Mitigation is the fastest action that restores service, even if it is ugly. Common Ubuntu mitigations:

# Roll back a bad deploy by re-enabling the previous release
sudo ln -sfn /srv/myapp/releases/2026-06-14 /srv/myapp/current
sudo systemctl restart myapp.service

# Restart a stuck service
sudo systemctl restart nginx

# Temporarily block an abusive IP that is hammering you
sudo ufw deny from 203.0.113.45

Output:

Rule added

Resolve

The incident is resolved only when you have verified the fix — re-run the health check, watch error rates drop, and confirm users are happy.
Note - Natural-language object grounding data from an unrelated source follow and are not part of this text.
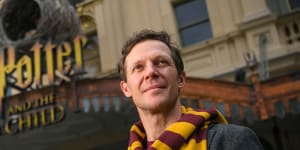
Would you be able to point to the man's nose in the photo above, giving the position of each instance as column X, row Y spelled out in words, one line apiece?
column 151, row 71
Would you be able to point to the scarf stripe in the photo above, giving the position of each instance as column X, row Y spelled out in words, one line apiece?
column 189, row 132
column 174, row 142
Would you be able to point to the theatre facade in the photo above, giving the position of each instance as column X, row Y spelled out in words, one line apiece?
column 59, row 87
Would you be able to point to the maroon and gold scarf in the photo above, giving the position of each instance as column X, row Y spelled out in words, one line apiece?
column 188, row 133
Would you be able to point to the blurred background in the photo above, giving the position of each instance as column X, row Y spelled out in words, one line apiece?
column 242, row 55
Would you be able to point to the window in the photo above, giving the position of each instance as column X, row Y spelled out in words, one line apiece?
column 193, row 22
column 281, row 7
column 294, row 4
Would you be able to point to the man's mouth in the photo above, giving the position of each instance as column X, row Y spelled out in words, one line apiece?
column 153, row 87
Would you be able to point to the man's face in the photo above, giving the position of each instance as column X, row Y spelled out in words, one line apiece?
column 152, row 79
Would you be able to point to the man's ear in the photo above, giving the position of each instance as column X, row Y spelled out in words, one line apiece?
column 181, row 80
column 125, row 89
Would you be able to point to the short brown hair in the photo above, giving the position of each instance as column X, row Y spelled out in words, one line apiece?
column 144, row 35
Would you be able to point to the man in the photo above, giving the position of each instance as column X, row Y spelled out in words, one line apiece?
column 152, row 74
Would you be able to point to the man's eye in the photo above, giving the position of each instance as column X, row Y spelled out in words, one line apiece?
column 162, row 63
column 137, row 67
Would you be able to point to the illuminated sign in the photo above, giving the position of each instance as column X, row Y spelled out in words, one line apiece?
column 33, row 114
column 24, row 71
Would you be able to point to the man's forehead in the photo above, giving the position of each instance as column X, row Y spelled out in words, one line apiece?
column 140, row 52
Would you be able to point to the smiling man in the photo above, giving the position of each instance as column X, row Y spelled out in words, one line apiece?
column 152, row 74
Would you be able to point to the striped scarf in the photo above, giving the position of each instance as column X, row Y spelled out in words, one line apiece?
column 188, row 133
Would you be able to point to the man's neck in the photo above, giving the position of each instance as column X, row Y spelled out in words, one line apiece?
column 155, row 123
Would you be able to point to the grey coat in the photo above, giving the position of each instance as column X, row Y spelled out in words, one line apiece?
column 232, row 137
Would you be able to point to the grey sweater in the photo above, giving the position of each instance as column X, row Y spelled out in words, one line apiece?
column 232, row 137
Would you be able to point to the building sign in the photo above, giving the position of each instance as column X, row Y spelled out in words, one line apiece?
column 33, row 114
column 27, row 70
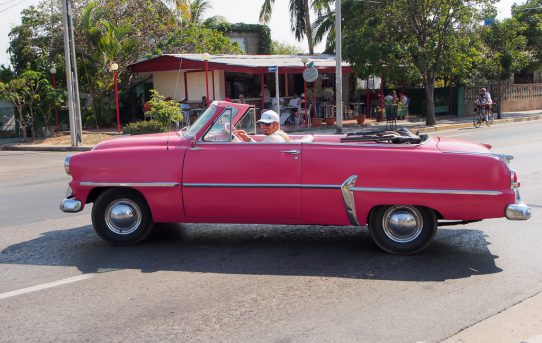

Then you close the incident and move to the postmortem.

Roles during an incident

When several people pile onto a problem, chaos grows unless someone is in charge. Clear roles fix this.

Incident Commander (IC): the single person in charge of coordinating — not necessarily the one typing fixes. The IC decides severity, assigns tasks, and keeps everyone aligned. There is always exactly one IC.
Operations / Responder: the engineer(s) actually investigating and applying fixes.
Communications Lead: posts updates to the status page and to stakeholders so the IC and responders can focus.
Scribe: writes a timestamped log of what happened and when, which becomes the backbone of the postmortem.

Gotcha: the Incident Commander should resist the urge to dive into the terminal. The moment the IC starts debugging, nobody is steering — and two people may apply conflicting fixes at once. The IC’s job is the helicopter view.

Communication

During an outage, silence is the enemy. Users forgive downtime far more readily than being ignored. Post an update to your status page (such as a hosted page or a simple Statuspage/Instatus board) within minutes, even if it just says “we are investigating.” Inside the team, run a single dedicated channel (one Slack channel, one video call) so information doesn’t scatter. Update on a fixed cadence — every 30 minutes for a SEV1 — even when there is no news.

Humane on-call and escalation

On-call means being the designated person who gets paged when something breaks outside business hours. Done badly, it burns people out and they quit. Done humanely, it is sustainable.

Rotate fairly: one week on, several weeks off. Never one hero who is always on-call.
Pay or comp it: on-call is real work; recognise it with pay or time off.
Keep alerts actionable: every page must be something a human needs to act on now. Delete or downgrade noisy alerts ruthlessly — alert fatigue (ignoring pages because there are too many) is dangerous.
Escalation policy: if the primary on-call doesn’t acknowledge a page within, say, 5 minutes, it automatically escalates to a secondary, then to a manager. Tools like PagerDuty, Opsgenie, or Grafana OnCall handle this.

A simple escalation chain looks like this:

# escalation-policy.yaml (Grafana OnCall style)
name: payments-oncall
escalation_chain:
  - notify: primary_engineer
    wait: 5m
  - notify: secondary_engineer
    wait: 5m
  - notify: engineering_manager

Set up postmortems

Once the fire is out, you write a postmortem (a blameless write-up of what happened, why, and how to prevent it). “Blameless” means you fix the system and process, never punish the person who pushed the button — because a system that lets one human cause an outage is the real flaw. Every SEV1 and SEV2 should get a postmortem. Postmortems get their own dedicated page in these docs.

Best Practices

Mitigate first, diagnose later. Stop user pain before hunting the root cause.
Declare severity early and generously. Downgrading is easy; a missed outage is expensive.
Appoint one Incident Commander who coordinates and does not get lost in the terminal.
Over-communicate. Post status updates on a fixed cadence, even with no news.
Make on-call sustainable. Rotate fairly, pay for it, and kill noisy alerts.
Automate escalation so an unacknowledged page never goes unnoticed.
Always write a blameless postmortem for serious incidents and track its action items to completion.